8. Manufacturing process according to claim 7, characterized in that the first grinding is carried out in a humid medium.

9. The manufacturing method according to one of claims 7 or 8, characterized in that the sintering of the regrind powder is carried out under air or oxygen.

10. Manufacturing process according to one of claims 7 to 9, characterized in that the grinding operations are performed with a ball mill and / or attrition.

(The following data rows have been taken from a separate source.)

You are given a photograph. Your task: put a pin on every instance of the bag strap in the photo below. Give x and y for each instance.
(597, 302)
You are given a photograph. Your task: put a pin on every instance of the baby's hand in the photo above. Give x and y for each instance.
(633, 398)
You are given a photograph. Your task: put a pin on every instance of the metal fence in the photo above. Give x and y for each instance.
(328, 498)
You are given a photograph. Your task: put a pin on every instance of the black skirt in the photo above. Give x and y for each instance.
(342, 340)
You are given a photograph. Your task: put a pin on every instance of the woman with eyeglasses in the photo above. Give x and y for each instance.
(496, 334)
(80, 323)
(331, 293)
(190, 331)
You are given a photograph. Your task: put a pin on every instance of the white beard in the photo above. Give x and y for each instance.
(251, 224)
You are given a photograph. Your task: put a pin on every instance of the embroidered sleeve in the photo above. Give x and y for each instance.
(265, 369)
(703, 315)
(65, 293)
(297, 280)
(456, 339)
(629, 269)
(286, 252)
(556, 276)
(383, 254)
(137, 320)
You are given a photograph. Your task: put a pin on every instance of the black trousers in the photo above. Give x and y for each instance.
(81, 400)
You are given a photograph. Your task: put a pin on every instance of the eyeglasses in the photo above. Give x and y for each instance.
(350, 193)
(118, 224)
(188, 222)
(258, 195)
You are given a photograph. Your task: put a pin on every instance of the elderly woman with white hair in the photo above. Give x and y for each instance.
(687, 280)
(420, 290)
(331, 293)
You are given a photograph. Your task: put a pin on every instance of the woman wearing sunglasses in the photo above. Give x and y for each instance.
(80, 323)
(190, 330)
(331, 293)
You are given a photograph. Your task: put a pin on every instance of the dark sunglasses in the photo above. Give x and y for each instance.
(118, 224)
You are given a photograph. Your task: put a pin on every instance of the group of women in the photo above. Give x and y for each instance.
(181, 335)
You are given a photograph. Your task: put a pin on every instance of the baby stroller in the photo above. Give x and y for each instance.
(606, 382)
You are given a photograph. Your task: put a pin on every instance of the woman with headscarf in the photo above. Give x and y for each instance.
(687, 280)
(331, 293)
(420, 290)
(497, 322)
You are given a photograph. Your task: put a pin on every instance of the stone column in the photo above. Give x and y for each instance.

1 1. A method of manufacturing the material according to claim 3, characterized in that it comprises the following steps:

• Weighing oxides or carbonates raw materials to obtain the composition of the ferrite material;

• mixing and first grinding of the raw materials;

• The chamotte at a temperature between about 800 and 1100 ° C; • A second grinding of the powder obtained, followed by pressing;

• The mixture of said regrind powder with organic products (binders, deflocculants, surfactants ...) for the production of a paste;

• Thick deposition of this paste by casting or screen printing; • The production of a multilayer structure consisting of a stack of layers of hard ferrite (permanent magnet), metal (silver, silver-palladium, gold) and ferrite according to claim 3;

Sintering of said multilayer structure at a temperature of between approximately 850 and 1100 ^° C .;

12. The manufacturing method according to claim 11, characterized in that the hard ferrite is hexaferrite type.